Начнем с того, что и сам будущий император Александр I оказался втянутым в заговор против своего отца (степень втянутости отдельная тема в историографии), в результате которого Павел I был убит в им же заложенном Михайловском замке. Таким образом, само царствование началось с тягчайшего преступления, которое будет сопровождать Александра I до конца его жизни. По-видимому, именно здесь кроются психологические истоки идеи построения «истинно просвещенной монархии», опирающейся на прочный фундамент законов.
Александр I понимал всю сложность проблемы. 5 июня 1801 г. он образовал «Комиссию о составлении законов». Возглавил ее граф Завадовский. В рескрипте, данном ему императором, в частности, есть и такие слова: «…Я всегда знал, что с самого издания уложения до дней наших, т. е. в течение почти одного века с половиною, законы истекая от законодательной власти различными и часто противоположными путями и быв издаваемыми более по случаям, нежели по общим государственным соображениям, не могли иметь ни связи между собою, ни единства в их намерениях, ни постоянности в их действии. Отсюда всеобщее смешение прав и обязанностей каждого, мрак облежащий равно судью и подсудимого, бессилие законов в их исполнении и удобность применить их по первому движению прихоти или самовластия»[2, с.160]. Император очень точно обозначил проблему. К началу XIX в. продолжало оставаться действующим Соборное Уложение 1649 г. царя Алексея Михайловича. Полное собрание законов Российской Империи (Первое собрание) позволяет представить ту огромную массу законов, указов, упоминающихся при Павле I разного рода объявлений, распоряжений, распубликований, близких по своему характеру к законодательным актам.
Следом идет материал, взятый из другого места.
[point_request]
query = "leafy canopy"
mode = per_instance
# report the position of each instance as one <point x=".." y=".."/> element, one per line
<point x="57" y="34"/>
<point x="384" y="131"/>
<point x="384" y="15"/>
В качестве примера возьмем периоды наиболее интенсивного законотворчества. Петр I – 3296 документов (ПСЗ I №1347 – 4642, в среднем 8 законов в месяц). Между смертью Петра I и воцарением Екатерины II – 6939 документов (№4643 – 11581, в среднем 21 в месяц). За 34 года правления Екатерины II – 5948 (№11582 – 17529, в среднем 29 в месяц). При Павле I – 2179 документов, в среднем около 42 в месяц (ПСЗ I №17530 – 19709). Для завершения статистического экскурса отметим, что за 24 с половиной года александровского правления появилось еще 10822 законодательных актов (около 37 в месяц). Чрезвычайная интенсивность законодательства в первую очередь говорит о беспрерывной ломке, реорганизациях, новшествах, и самое главное о копившихся противоречиях в законах, что вело к лихоимству, произволу, беззаконию, как в административных учреждениях, так и в судах.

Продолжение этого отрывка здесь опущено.